There is tremendous commercial real estate market liquidity, and interest rates are low.

The $5.5 trillion stimulus is rippling through the economy.

In a recent company video, John Chang, senior vice president and director of research services at Marcus & Millichap, said that stimulus money is driving wage pressure and inflation. It is also pushing the money supply to 26% above pre-pandemic levels.

This liquidity elevation brings both good and bad news, according to Chang. “The good news is that investment real estate tends to be a good inflation hedge as costs rise, real estate rents and values tend to mark to market,” he says. “Higher building costs tend to raise property values as it slows construction and raises the replacement costs for buildings. At the same time, revenues at the properties rise as leases and rents are adjusted to market rates.”

Elevated liquidity also makes it easier to borrow, according to Chang. “Right now, there is tremendous commercial real estate market liquidity and interest rates are low,” he says.

The 10-year treasury has been around 1.5% to 1.6% since March. “The market liquidity, low-interest rates, and inflation resistance is bringing more money into commercial real estate,” Chang says.
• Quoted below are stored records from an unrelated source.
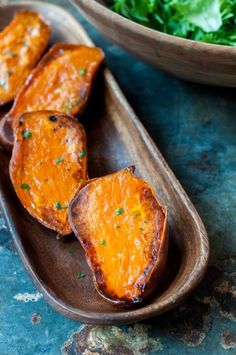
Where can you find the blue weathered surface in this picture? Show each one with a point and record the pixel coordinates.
(195, 128)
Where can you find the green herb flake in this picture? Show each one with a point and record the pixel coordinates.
(3, 82)
(52, 118)
(58, 206)
(82, 71)
(59, 160)
(136, 215)
(82, 153)
(26, 134)
(67, 107)
(25, 186)
(119, 211)
(12, 54)
(79, 275)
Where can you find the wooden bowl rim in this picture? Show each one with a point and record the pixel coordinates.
(121, 21)
(153, 308)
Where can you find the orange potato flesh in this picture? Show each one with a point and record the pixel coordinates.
(122, 228)
(22, 43)
(62, 82)
(48, 165)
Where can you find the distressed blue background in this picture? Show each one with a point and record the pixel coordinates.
(195, 128)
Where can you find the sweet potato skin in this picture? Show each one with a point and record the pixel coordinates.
(123, 230)
(61, 82)
(22, 43)
(48, 165)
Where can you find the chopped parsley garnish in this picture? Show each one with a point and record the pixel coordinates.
(52, 118)
(119, 211)
(82, 153)
(60, 207)
(25, 186)
(80, 275)
(12, 54)
(3, 82)
(136, 215)
(72, 250)
(26, 134)
(59, 160)
(82, 71)
(66, 106)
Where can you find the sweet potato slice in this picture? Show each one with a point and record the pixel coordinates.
(123, 229)
(61, 82)
(22, 43)
(48, 165)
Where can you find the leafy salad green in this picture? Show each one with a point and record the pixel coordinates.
(212, 21)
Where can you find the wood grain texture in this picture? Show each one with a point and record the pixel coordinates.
(116, 139)
(190, 60)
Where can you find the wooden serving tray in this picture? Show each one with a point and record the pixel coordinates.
(116, 139)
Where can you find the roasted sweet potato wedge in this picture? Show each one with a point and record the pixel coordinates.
(48, 165)
(123, 229)
(22, 43)
(61, 82)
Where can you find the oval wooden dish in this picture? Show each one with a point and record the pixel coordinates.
(116, 139)
(190, 60)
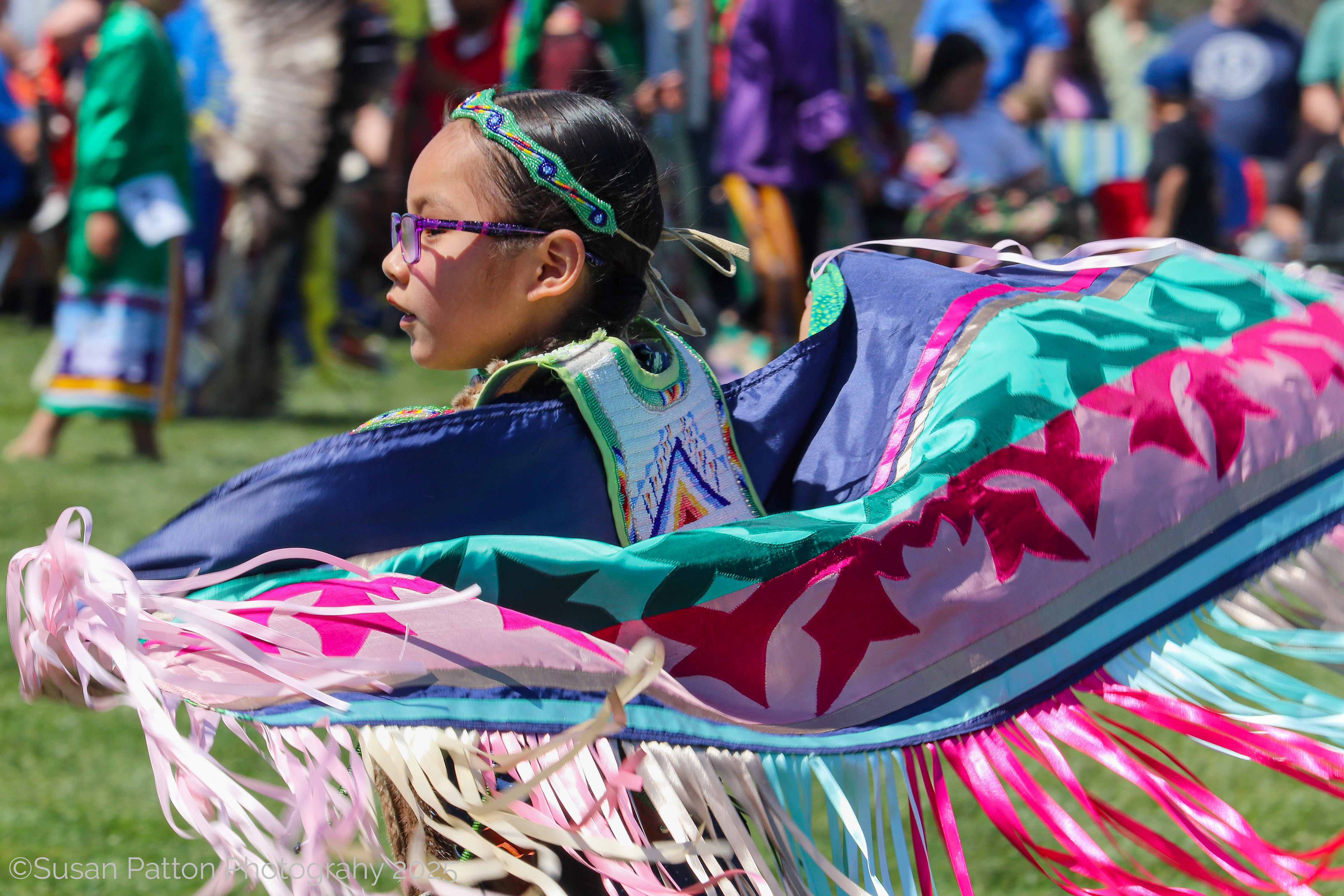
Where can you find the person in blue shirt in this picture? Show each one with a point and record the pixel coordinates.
(1244, 68)
(18, 151)
(1022, 38)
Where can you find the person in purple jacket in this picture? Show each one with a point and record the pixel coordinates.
(783, 112)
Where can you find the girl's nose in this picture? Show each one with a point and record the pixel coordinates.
(396, 266)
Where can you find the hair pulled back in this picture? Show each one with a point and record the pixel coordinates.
(609, 158)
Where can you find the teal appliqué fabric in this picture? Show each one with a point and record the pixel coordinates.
(828, 299)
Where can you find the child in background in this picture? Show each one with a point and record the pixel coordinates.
(1181, 176)
(109, 324)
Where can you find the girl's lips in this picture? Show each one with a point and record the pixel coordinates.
(408, 319)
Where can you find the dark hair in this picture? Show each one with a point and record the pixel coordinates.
(1168, 76)
(953, 53)
(609, 158)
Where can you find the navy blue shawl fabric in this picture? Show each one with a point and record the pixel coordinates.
(811, 428)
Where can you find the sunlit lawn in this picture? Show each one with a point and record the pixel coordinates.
(76, 785)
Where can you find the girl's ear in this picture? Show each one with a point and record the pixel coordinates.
(558, 265)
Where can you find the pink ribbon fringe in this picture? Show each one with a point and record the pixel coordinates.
(80, 625)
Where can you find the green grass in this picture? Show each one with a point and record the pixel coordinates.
(76, 785)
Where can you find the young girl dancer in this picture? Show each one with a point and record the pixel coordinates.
(526, 252)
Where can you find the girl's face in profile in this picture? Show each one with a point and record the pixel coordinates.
(463, 304)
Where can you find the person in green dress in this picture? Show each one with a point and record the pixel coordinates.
(128, 199)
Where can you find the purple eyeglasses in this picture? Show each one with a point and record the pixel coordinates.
(406, 230)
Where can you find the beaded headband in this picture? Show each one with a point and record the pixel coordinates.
(542, 164)
(549, 171)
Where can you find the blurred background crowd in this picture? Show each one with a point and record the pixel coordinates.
(791, 125)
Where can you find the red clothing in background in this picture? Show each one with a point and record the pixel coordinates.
(447, 69)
Depending on your view, the influx of new investors seeking a hedge against inflation may be a problem, considering it is pulling more competitors into the transaction market. It is also driving up property values, particularly those asset classes that have fared best through the pandemic, like industrial, apartments, and self-storage. “For investors trying to buy properties that often makes for an aggressive bid climate,” Chang says. “That, in turn, is driving up prices and putting downward pressure on cap rates.”

However, the competition also provides a unique opportunity for investors who may want to sell, do a sale-leaseback, or trade into another property or region.
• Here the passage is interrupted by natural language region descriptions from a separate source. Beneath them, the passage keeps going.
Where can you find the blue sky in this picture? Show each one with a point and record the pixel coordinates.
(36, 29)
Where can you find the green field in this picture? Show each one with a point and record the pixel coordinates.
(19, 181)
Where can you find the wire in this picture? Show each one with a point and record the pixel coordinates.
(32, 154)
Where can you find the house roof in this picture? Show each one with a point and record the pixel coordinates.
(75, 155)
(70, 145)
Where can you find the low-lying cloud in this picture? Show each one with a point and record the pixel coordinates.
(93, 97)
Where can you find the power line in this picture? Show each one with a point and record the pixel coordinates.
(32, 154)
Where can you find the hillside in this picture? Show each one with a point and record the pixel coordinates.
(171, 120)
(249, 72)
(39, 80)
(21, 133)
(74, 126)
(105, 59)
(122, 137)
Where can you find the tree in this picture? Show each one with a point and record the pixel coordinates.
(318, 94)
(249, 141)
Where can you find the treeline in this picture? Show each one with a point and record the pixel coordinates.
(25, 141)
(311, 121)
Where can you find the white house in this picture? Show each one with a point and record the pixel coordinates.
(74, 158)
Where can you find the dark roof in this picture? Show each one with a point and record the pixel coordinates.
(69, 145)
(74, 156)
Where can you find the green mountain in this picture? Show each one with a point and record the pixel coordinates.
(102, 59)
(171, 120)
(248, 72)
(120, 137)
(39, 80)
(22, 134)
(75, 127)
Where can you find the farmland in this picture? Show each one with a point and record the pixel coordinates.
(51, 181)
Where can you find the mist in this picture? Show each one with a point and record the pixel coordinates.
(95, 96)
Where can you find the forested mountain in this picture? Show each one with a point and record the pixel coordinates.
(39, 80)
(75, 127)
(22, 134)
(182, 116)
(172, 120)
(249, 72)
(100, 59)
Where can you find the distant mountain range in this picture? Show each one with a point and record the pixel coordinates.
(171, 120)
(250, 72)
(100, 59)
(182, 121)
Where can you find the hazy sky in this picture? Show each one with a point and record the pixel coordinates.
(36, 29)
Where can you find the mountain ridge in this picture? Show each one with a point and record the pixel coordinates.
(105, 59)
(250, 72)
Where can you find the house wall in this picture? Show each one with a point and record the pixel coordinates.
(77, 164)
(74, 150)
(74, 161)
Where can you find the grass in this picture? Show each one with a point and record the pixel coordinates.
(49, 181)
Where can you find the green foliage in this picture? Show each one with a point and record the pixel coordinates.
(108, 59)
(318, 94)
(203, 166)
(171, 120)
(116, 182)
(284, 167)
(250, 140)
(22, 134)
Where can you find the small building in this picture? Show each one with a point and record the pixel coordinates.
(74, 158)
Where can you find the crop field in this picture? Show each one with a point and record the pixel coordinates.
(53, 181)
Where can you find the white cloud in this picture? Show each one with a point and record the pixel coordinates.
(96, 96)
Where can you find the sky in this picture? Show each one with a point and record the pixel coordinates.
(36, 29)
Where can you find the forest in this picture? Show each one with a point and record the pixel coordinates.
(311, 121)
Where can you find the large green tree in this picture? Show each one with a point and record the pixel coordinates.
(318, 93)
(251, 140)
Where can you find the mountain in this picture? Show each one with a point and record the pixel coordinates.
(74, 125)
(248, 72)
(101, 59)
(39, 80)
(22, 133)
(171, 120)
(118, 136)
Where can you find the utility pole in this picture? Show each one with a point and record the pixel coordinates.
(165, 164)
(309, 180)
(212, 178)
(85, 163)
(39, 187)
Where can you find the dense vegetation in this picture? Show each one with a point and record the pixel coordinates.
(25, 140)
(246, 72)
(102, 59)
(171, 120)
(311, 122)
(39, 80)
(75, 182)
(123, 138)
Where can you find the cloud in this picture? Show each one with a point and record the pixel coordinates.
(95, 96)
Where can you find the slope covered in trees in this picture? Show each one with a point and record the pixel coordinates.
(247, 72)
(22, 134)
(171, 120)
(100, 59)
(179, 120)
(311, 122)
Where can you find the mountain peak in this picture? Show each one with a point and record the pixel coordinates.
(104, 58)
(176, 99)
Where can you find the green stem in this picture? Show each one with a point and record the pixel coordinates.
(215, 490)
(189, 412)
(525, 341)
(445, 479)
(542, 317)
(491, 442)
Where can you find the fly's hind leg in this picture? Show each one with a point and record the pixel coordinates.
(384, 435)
“Investors considering selling have the wind at their back right now as there are more buyers than sellers,” Chang says. “That means sellers may have a unique window of opportunity to capitalize on the wave of capital coming into the sector.”

But Chang says this could be a limited window. “The markets will recalibrate over time, and the rising inflation pressure could force interest rates upward,” he says.

One thing making it an interesting time to sell is the reopening of economies around the country. A number of states, including California, Washington, Michigan, New Mexico, New York, and Oregon, either have reopened or will reopen soon. Chang said that these full openings would give the economy a significant boost. It’s already happening with restaurants.

“In May, restaurant sales, once again, surpassed grocery sales, a major milestone all the more so because grocery sales are up 13% above pre-pandemic levels,” Chang said. “And all retail sectors are above their pre-pandemic level. Sporting goods are up 42%. Internet sales are up 34% and building materials are up 21%.”

Still, Chang says there are some headwinds, including shortages of retail items caused by supply chain backups.

“Even more pressing is our labor shortages, which are forcing some restaurants, hotels, and retailers to operate without full staff levels,” Chang said.